The Twelve Factors

I. Codebase

One codebase per app and its many deploys (running instances).
Versioned (repo); Dev, Test, Staging, Prod, ... all share a root commit.

II. Dependencies

Explicitly declare and isolate dependencies per dependency declaration manifest;
dependencies scoped per app (vendoring/bundling), not system-wide pkgs.
Any required system (bash) tools (e.g., curl) are vendored into the app.

III. Config

Store (per deploy) configuration @ Env. Vars. (env);
mutually orthogonal, language/OS agnostic.

IV. Backing services

Loose coupling; treat backing services as attached resources;
swappable sans app code change, only config change;
accessed per URL or other locator/credentials stored in the config;
app makes no distinction between local and third party services

V. Stages: Build, Release, Run

Strict separation between build and release stages.

VI. Processes

Execute the app as one or more stateless processes;
each process is stateless and shares nothing.
Stateful backing service(es) handle persistence.
Process may utilize single-transaction cache.
No sticky sessions; use time-expiration datastore (Memcached/Redis).
Package assets during the build stage.

VII. Port binding

Export services via port binding

App is completely self-contained; no runtime injection of a webserver;
exports HTTP as a service by binding to a port,
and listening to requests coming in on that port;
one app can become the backing service for another app,
whereof the backing app URL is declared in the config of consuming app.

VIII. Concurrency

Scale out via the Unix process model (service daemons)

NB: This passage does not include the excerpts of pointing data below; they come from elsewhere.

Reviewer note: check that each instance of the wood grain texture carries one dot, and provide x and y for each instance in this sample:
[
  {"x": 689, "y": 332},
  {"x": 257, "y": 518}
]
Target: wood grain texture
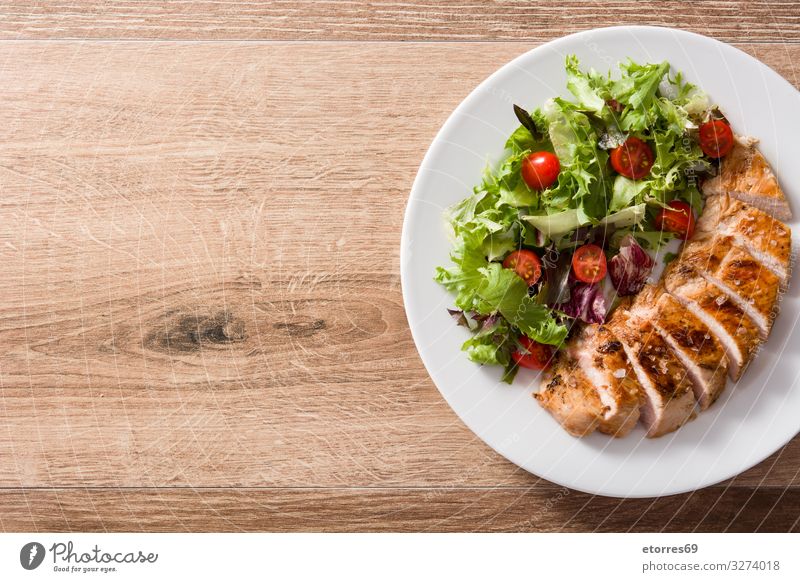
[
  {"x": 201, "y": 289},
  {"x": 733, "y": 21},
  {"x": 548, "y": 508}
]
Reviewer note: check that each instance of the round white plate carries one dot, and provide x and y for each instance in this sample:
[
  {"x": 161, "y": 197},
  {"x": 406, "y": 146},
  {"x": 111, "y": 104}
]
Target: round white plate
[{"x": 752, "y": 419}]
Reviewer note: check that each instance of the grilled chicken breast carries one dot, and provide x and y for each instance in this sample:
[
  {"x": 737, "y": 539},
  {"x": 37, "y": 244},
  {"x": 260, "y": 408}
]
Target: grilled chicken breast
[
  {"x": 604, "y": 363},
  {"x": 667, "y": 351},
  {"x": 750, "y": 285},
  {"x": 746, "y": 175},
  {"x": 766, "y": 239},
  {"x": 737, "y": 333},
  {"x": 692, "y": 342},
  {"x": 568, "y": 395},
  {"x": 665, "y": 387}
]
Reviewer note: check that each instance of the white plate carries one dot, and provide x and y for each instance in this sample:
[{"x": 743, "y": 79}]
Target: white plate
[{"x": 753, "y": 418}]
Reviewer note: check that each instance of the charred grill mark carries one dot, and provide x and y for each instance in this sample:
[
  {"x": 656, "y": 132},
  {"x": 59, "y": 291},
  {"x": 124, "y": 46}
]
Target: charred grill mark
[{"x": 611, "y": 347}]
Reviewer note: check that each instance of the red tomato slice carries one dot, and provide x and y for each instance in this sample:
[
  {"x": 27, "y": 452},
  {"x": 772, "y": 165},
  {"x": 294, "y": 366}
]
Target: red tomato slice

The share-nothing, horizontally partitionable nature of twelve-factor app processes
means that adding more concurrency is a simple and reliable operation.

IX. Disposability

Maximize robustness with fast startup and graceful shutdown;
easier to move processes to new physical machines when warranted.

Processes shut down gracefully when they receive a SIGTERM signal from the process manager.

Processes should also be robust against sudden death, in the case of a failure in the underlying hardware.
A recommended approach is use of a robust queueing backend;
return jobs to the queue when clients disconnect or time out.

X. Dev/Prod Parity

Keep development, staging, and production as similar as possible.
Design for Continuous Deployment.

XI. Logs

Treat logs as event streams

Logs provide visibility into the behavior of a running app; the stream of aggregated,
time-ordered events collected from the output streams of all running processes and backing services;
flow continuously as long as the app is operating.

Each running process writes its event stream, unbuffered, to stdout.

XII. Admin processes

Run admin/management tasks as one-off processes

Languages which provide a REPL shell out of the box make this easy.